Yola Yulfianti

  • Biografi Seniman

    Sebagai seorang penari dan koreografer, Yola Yulfianti (lahir di Jakarta, 1981) mengembangkan kemampuannya dengan mengikuti berbagai lokakarya dan bekerja sama dengan koreografer dan sutradara dari dalam dan luar negeri. Ia menyelesaikan pendidikan Seni Tari di Institut Kesenian Jakarta pada tahun 2004 dan melanjutkan program pascasarjana Seni Urban dan Industri Budaya di perguruan tinggi yang sama pada tahun 2009. Karyanya yang berjudul Suku Yola mendapat penghargaan Pearl dalam ajang Dance Film Internasional di Berlin, Jerman. Ia juga mengembangkan minatnya dalam seni musik melalui lokakarya soundscape bersama Piet Hein Van de Poels (Belanda) dan Otto Sidharta (Indonesia) di tahun 2001. Sejak saat itu ia kerap memadukan karya koreografinya dengan musik garapannya sendiri.

  • Konsep Karya

    Seni pertunjukan tradisi (performing arts) yang praktik kolektifnya dilandasi oleh nilai-nilai sosial dan spiritual menarik perhatian Yola. Tarian adalah seni sekaligus ritual. Tubuh penari adalah penanda identitas serta spiritualitas budaya. Di beberapa daerah, momen-momen pertunjukan adalah perayaan, upacara penyucian dan doa bersama. Para penari mengizinkan tubuh mereka kehilangan kesadaran (trance) setelah melakukan persiapan seperti berpuasa dan berdoa agar terjalin hubungan dengan yang transenden. Gerakan-gerakan tari dimaknai sebagai penjaga alam dan pengingat yang fana tentang keseimbangan antara manusia, alam dan Sang Pencipta. Istilah "mamak-mamak" dalam judul karya ini mengacu pada sebutan untuk ibu, panggilan yang lazim digunakan di lingkungan bahasa Melayu di Riau (Sumatera).

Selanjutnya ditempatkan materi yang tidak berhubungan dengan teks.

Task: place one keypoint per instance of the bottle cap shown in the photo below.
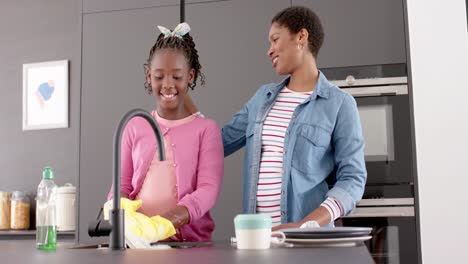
(48, 174)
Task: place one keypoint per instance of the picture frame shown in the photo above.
(45, 95)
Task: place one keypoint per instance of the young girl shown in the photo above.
(185, 186)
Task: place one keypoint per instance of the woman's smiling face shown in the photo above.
(169, 76)
(284, 52)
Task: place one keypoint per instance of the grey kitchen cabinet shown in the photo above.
(93, 6)
(232, 40)
(360, 32)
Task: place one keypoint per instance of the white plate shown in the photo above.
(345, 241)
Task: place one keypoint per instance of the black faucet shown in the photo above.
(115, 227)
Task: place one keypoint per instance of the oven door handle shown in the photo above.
(384, 211)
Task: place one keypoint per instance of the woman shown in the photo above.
(297, 133)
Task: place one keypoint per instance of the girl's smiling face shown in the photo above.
(169, 76)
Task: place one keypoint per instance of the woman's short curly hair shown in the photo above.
(186, 45)
(296, 18)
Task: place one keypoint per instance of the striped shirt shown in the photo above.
(271, 162)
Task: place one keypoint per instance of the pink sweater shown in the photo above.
(199, 161)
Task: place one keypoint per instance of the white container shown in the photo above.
(66, 207)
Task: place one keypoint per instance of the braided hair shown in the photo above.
(186, 45)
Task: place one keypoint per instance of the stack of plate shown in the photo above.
(327, 236)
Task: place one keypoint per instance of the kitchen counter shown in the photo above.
(221, 252)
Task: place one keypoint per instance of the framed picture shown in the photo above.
(45, 95)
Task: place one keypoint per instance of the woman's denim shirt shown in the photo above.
(324, 136)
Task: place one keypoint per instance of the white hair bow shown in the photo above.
(179, 31)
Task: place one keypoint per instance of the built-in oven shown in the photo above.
(381, 93)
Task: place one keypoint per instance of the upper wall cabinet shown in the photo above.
(92, 6)
(360, 32)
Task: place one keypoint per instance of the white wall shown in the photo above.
(438, 49)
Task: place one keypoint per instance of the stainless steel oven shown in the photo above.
(381, 93)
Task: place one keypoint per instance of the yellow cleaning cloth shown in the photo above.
(140, 229)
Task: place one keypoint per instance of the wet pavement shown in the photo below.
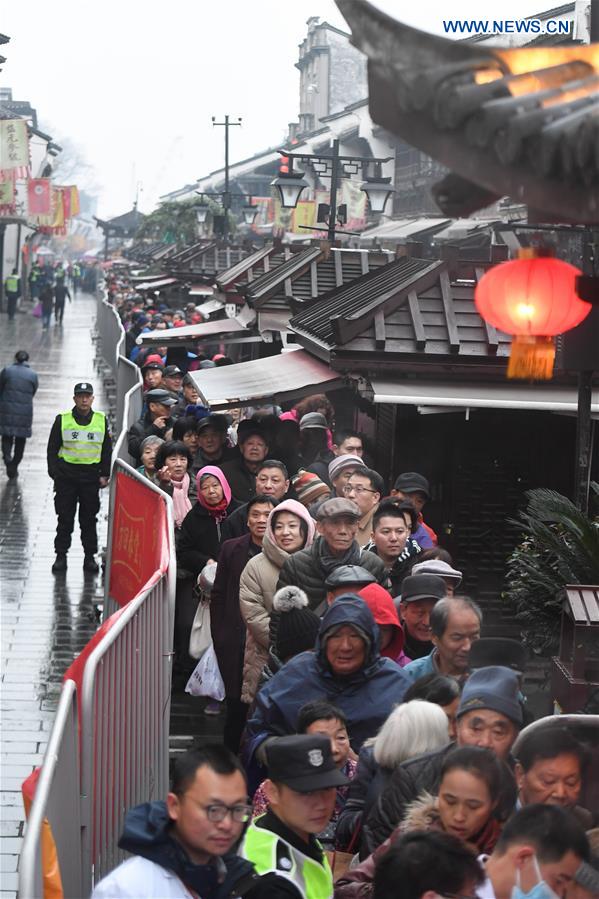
(45, 619)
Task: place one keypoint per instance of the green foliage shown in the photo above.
(177, 222)
(560, 546)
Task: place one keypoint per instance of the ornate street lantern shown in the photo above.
(202, 213)
(249, 213)
(534, 298)
(290, 187)
(378, 190)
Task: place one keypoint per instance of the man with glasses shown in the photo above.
(181, 848)
(301, 790)
(365, 488)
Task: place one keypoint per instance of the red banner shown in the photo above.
(38, 196)
(139, 538)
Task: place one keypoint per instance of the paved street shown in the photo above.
(45, 620)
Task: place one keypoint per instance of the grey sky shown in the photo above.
(135, 83)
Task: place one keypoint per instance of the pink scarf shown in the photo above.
(181, 503)
(219, 511)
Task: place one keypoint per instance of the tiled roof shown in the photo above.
(324, 274)
(409, 307)
(520, 122)
(295, 264)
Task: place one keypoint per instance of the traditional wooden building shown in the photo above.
(430, 374)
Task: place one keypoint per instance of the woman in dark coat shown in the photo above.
(18, 385)
(199, 537)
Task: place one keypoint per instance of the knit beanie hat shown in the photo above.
(339, 463)
(297, 625)
(494, 687)
(308, 487)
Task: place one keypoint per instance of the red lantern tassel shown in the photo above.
(531, 358)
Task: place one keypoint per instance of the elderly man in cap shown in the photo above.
(455, 625)
(337, 525)
(346, 668)
(489, 715)
(414, 487)
(155, 422)
(153, 373)
(172, 379)
(301, 790)
(419, 595)
(451, 576)
(341, 469)
(79, 455)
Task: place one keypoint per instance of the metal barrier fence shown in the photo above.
(57, 801)
(125, 712)
(86, 785)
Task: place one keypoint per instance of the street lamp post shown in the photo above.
(249, 211)
(334, 166)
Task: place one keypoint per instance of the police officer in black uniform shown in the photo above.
(79, 455)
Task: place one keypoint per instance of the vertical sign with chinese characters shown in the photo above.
(14, 144)
(139, 538)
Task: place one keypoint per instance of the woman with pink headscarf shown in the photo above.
(199, 537)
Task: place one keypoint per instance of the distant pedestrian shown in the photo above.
(61, 293)
(18, 384)
(79, 454)
(47, 301)
(12, 290)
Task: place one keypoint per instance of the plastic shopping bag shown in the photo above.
(200, 638)
(206, 679)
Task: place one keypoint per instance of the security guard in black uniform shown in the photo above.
(79, 455)
(301, 790)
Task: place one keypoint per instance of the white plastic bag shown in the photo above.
(200, 638)
(206, 679)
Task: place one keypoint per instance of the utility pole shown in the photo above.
(226, 195)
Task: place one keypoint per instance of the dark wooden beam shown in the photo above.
(452, 325)
(490, 330)
(417, 320)
(379, 330)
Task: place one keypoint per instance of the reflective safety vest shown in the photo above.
(82, 444)
(271, 854)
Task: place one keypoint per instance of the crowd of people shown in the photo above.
(372, 737)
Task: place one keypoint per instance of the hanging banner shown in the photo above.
(304, 214)
(39, 196)
(138, 551)
(14, 144)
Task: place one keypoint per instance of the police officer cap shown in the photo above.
(303, 762)
(498, 651)
(349, 576)
(159, 395)
(83, 387)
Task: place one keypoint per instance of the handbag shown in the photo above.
(206, 679)
(200, 638)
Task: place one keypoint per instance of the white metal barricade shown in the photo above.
(125, 723)
(57, 801)
(84, 790)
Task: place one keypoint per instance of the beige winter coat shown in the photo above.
(257, 587)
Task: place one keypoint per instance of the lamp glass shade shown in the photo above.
(531, 297)
(249, 214)
(290, 188)
(378, 191)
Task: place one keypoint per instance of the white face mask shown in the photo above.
(541, 889)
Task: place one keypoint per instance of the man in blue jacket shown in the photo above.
(184, 847)
(345, 668)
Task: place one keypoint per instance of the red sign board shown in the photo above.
(139, 538)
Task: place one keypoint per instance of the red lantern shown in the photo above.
(534, 298)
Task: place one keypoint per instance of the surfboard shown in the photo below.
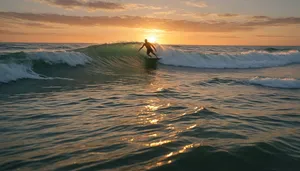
(153, 58)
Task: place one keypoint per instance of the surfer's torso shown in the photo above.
(148, 46)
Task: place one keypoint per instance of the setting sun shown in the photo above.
(152, 39)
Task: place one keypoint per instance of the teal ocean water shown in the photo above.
(107, 107)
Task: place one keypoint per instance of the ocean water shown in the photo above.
(107, 107)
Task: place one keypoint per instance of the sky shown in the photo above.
(193, 22)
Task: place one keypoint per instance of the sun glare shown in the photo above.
(152, 39)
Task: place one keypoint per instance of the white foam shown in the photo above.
(276, 82)
(254, 59)
(70, 58)
(12, 72)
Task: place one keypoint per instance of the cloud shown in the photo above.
(260, 17)
(276, 36)
(228, 15)
(199, 4)
(149, 23)
(95, 5)
(225, 37)
(165, 12)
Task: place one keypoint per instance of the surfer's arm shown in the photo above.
(142, 47)
(153, 47)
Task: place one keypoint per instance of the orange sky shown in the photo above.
(191, 22)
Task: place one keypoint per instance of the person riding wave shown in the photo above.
(149, 46)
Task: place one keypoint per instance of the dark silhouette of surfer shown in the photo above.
(149, 48)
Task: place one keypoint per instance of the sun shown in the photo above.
(152, 39)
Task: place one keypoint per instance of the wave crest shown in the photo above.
(253, 59)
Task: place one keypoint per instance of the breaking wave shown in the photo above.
(249, 59)
(124, 56)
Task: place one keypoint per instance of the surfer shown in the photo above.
(149, 48)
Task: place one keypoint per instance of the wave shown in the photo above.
(285, 83)
(123, 58)
(13, 72)
(288, 83)
(250, 59)
(14, 66)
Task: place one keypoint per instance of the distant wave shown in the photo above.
(249, 59)
(14, 66)
(289, 83)
(123, 57)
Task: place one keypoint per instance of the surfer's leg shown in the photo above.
(148, 53)
(154, 54)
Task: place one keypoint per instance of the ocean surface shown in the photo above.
(108, 107)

    Para ibu penenun di dusun Karatau (Sulawesi Barat) yang menghasilkan tenun Sekomandi menggunakan bahan baku yang sepenuhnya dari alam. Di Papua ada Hutan Perempuan, lingkungan bakau yang hanya boleh dimasuki oleh perempuan dengan melepas busana. Para "mama-mama" berada di sana untuk mencari kerang dengan menggunakan kaki. Di ruang sosial itu mereka saling bertukar informasi dan cerita. Ketika hutan mangrove dan pantai makin beralih menjadi tempat pembuangan sampah, "mama-mama" tetap datang ke sana untuk memilah dan memanfaatkan sampah yang berkualitas. Kondisi Hutan Perempuan mengingatkan Yola pada lingkungan sekitar tempat tinggalnya di Bantar Gebang, Bekasi, lokasi pembuangan akhir bagi ribuan ton sampah warga Jakarta dan sekitarnya.

    Gubahan tari Yola bersumber dari lingkungan tradisi maupun ruang-ruang urban. Karya instalasi video tarinya menampilkan kolase gerakan tubuh dengan meminjam sudut pandang pertunjukan tradisi dalam perubahan lingkungannya. Koreografi tari Yola mengekspresikan flash, gerakan tubuh urban yang biasa yang kita saksikan ketika orang beraksi di depan ponsel genggamnya.